Pith reviewed 2026-05-20 03:07 UTC · model grok-4.3
The pith
CASPIAN detects cascade attacks in LLM multi-agent systems by online monitoring of cross-channel causal influence propagation.
A machine-rendered reading of the paper's core claim, the machinery that carries it, and where it could break.
Core claim
CASPIAN is the first framework that provides a unified, cross-channel causal analysis of cascade behavior in LLM-MAS through online monitoring of dynamic influence propagation across agents. It models multi-agent interactions using a unified, dynamic causal influence matrix across channels, estimated efficiently via a late-interaction conditional transfer entropy (LI-CTE) formulation, thereby enabling the detection of cascade onset from emergent system-level structure rather than isolated anomalies.

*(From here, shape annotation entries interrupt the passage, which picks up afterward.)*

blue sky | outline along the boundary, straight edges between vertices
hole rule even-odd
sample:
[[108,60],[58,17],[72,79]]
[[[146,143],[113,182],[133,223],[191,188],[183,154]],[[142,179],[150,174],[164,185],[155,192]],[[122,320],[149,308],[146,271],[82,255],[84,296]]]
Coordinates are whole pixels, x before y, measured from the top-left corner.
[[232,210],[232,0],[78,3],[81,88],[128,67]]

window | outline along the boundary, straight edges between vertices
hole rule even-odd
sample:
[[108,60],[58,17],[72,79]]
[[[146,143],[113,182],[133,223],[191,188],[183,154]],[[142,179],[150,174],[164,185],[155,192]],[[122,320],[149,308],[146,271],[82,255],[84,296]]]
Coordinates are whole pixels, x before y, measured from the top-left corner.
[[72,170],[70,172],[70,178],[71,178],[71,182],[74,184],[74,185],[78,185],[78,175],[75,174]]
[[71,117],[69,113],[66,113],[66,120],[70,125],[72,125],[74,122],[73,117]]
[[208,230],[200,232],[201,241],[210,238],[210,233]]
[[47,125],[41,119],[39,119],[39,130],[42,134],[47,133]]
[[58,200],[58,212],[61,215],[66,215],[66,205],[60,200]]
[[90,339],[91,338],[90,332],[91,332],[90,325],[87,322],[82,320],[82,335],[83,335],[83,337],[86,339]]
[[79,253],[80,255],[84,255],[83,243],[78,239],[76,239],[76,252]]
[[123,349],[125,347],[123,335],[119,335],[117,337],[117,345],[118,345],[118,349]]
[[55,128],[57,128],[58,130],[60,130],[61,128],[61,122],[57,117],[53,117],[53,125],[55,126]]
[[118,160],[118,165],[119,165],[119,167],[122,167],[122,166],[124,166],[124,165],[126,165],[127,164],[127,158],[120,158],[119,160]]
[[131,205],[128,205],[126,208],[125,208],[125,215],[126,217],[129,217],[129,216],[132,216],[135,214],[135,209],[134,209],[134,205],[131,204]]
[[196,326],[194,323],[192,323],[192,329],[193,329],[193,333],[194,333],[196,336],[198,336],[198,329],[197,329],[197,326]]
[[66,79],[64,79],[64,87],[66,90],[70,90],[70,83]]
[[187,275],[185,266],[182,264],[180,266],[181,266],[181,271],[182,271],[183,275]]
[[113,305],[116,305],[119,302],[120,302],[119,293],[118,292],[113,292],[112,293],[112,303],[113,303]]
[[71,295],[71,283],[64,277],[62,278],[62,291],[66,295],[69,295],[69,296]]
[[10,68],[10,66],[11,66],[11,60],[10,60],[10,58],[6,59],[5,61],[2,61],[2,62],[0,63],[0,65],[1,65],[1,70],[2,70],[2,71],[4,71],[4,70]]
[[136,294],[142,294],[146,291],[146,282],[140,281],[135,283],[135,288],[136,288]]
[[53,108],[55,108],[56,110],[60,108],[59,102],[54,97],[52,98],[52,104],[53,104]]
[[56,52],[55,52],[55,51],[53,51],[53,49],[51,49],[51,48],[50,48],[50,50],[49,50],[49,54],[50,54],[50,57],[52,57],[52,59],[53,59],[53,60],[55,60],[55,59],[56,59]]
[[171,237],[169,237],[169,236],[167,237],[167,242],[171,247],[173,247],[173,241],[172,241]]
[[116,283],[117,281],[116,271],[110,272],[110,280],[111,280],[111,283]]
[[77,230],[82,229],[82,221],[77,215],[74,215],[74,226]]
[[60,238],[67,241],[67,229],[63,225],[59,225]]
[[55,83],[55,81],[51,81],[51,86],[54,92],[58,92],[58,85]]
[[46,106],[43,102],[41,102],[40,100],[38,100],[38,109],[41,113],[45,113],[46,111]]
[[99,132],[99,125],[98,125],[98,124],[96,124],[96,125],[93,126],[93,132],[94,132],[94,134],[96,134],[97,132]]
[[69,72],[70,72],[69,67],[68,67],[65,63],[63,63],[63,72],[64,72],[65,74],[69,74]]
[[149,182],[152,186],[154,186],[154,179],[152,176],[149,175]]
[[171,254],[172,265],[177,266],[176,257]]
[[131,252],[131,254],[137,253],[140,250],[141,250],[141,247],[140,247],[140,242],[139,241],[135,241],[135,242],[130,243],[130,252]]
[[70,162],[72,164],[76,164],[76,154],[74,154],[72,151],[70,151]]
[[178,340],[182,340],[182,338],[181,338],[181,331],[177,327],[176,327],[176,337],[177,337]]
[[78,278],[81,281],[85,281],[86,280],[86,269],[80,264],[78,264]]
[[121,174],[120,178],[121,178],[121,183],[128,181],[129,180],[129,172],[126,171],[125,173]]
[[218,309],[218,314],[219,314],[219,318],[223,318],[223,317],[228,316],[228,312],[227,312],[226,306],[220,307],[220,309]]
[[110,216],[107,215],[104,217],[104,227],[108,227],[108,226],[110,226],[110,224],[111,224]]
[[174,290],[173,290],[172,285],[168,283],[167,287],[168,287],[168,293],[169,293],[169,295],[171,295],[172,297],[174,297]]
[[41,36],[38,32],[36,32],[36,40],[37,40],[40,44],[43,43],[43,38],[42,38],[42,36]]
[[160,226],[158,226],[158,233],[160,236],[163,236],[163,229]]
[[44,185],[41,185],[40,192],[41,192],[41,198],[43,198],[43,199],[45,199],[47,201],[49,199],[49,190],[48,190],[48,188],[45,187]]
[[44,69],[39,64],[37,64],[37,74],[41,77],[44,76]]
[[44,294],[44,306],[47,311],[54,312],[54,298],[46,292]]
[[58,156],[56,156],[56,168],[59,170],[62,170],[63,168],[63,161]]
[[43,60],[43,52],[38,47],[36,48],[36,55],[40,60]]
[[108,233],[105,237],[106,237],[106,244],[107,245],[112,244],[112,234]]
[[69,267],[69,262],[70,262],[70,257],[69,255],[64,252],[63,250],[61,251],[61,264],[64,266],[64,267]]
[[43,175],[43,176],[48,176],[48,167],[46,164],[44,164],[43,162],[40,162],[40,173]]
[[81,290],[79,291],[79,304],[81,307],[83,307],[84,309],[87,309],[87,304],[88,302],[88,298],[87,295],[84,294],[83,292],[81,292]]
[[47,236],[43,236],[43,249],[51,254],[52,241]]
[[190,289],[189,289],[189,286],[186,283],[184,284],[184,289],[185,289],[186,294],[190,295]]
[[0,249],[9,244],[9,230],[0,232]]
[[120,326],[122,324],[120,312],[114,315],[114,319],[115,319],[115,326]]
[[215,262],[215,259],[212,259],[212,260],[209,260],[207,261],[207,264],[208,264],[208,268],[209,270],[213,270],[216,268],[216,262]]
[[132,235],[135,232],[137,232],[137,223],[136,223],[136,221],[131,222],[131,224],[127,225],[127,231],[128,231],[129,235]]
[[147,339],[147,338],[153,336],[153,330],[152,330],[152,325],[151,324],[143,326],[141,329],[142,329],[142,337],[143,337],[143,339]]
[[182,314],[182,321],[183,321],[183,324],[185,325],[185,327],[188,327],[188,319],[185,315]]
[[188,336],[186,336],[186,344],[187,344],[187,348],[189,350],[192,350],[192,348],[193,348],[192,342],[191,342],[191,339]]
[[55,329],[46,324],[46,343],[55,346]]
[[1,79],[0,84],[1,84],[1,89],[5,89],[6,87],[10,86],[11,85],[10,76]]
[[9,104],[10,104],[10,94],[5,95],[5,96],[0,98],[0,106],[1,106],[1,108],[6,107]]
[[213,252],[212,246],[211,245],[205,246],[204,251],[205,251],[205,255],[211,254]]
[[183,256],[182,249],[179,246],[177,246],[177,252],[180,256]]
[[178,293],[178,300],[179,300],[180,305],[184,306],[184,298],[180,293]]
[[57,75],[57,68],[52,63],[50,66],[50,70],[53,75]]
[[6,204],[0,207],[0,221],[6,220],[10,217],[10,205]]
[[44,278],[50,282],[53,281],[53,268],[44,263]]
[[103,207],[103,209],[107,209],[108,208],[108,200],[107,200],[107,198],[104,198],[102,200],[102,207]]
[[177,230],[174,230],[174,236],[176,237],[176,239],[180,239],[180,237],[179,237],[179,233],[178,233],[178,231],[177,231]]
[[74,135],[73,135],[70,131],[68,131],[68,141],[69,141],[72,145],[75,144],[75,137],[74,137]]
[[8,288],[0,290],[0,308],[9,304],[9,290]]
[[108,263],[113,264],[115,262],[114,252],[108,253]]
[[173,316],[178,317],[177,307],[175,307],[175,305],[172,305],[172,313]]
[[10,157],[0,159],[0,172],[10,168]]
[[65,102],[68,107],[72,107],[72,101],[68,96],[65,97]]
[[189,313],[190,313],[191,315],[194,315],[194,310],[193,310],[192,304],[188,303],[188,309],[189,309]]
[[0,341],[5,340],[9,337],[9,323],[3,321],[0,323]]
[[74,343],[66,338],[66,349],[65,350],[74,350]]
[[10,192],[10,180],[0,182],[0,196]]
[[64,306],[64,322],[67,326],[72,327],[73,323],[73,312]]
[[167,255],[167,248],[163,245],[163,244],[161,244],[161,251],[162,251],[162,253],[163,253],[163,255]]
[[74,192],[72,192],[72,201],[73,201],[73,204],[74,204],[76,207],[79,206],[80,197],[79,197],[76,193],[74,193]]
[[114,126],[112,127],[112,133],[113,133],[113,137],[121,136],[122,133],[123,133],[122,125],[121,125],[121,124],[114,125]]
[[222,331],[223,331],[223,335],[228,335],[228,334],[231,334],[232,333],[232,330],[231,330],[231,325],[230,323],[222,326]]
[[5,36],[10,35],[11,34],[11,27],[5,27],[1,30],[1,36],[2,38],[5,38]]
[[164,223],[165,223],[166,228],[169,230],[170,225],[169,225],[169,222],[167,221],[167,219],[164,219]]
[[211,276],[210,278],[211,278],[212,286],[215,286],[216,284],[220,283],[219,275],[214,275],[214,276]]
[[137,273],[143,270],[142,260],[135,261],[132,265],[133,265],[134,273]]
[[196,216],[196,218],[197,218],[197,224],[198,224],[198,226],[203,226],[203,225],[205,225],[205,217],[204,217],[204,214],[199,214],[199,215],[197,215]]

It further performs online causal attribution, identifying the origin, bridge, and amplifier agents driving the cascade and reconstructing its principal propagation pathways.
What carries the argument
The unified dynamic causal influence matrix estimated via late-interaction conditional transfer entropy (LI-CTE), which tracks changes in influence across channels to detect cascades and attribute responsibility.
If this is right
- CASPIAN outperforms semantic guardrails, LLM-based judges, and graph-based anomaly detectors in both detection accuracy and early cascade identification.

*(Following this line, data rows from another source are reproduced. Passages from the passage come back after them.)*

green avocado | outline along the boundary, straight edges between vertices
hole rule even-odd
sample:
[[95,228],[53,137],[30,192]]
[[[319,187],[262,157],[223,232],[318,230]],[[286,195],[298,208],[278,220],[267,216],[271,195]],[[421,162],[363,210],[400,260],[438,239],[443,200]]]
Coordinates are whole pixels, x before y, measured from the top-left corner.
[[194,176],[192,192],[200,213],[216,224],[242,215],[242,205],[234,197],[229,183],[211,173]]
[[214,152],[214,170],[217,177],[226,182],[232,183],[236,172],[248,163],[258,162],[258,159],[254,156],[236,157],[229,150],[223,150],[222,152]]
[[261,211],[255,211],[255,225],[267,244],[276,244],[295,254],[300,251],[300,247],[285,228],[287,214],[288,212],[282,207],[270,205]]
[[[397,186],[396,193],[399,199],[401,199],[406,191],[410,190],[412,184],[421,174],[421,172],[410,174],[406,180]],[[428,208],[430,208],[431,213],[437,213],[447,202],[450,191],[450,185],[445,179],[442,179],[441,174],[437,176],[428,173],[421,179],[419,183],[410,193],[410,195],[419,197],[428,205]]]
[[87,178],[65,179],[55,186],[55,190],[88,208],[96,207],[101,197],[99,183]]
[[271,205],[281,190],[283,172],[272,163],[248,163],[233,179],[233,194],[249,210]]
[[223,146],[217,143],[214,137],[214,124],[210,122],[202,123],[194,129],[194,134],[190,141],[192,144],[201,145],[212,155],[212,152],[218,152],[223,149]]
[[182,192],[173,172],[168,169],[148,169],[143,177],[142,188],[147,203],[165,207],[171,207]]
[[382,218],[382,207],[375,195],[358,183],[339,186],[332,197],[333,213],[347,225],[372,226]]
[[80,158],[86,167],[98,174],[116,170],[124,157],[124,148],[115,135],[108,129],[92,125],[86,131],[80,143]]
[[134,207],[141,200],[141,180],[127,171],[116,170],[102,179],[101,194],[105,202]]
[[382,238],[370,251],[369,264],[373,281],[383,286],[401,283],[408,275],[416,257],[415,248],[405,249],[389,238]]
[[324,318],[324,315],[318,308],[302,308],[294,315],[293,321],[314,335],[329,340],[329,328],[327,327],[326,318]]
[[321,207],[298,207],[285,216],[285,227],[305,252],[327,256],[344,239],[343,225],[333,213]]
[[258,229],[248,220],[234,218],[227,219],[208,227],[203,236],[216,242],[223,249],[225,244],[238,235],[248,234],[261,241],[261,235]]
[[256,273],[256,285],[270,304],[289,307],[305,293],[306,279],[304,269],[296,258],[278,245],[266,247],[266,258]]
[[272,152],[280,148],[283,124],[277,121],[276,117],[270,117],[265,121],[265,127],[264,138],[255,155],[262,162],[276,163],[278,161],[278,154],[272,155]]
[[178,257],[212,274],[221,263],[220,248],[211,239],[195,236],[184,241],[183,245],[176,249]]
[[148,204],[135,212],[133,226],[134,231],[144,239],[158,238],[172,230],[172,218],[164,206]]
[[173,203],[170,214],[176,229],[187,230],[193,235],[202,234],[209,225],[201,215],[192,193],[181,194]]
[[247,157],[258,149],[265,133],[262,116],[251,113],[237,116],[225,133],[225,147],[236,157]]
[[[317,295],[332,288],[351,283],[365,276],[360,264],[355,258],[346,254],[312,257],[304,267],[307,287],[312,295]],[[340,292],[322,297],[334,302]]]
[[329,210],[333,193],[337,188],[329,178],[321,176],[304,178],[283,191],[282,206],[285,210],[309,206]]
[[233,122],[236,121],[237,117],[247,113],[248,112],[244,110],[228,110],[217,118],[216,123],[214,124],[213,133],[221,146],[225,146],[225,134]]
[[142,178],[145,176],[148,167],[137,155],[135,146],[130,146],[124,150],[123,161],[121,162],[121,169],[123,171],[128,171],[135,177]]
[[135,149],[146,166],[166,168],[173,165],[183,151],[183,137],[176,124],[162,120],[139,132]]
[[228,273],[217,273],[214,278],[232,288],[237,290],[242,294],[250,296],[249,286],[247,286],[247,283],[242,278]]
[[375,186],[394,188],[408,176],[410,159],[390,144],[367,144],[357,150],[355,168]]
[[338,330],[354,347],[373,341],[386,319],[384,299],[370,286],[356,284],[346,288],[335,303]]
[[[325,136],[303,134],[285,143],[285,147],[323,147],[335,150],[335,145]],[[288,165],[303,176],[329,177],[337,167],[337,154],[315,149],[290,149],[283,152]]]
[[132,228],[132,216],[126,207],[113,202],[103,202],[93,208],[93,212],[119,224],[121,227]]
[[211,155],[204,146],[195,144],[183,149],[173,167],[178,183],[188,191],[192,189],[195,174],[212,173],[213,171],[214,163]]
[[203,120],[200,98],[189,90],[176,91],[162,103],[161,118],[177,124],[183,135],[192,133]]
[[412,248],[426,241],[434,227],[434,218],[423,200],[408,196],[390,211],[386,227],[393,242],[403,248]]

- It identifies the origin, bridge, and amplifier agents and reconstructs principal propagation pathways.
- The framework operates with sub-1% relative overhead latency across diverse multi-agent frameworks and benchmarks.
- Unified cross-channel causal modeling is essential for reliably detecting and understanding cascade failures in LLM multi-agent systems.
Where Pith is reading between the lines
- The emphasis on system-level causal structure over local anomalies could extend to detecting other emergent coordination failures in agent teams.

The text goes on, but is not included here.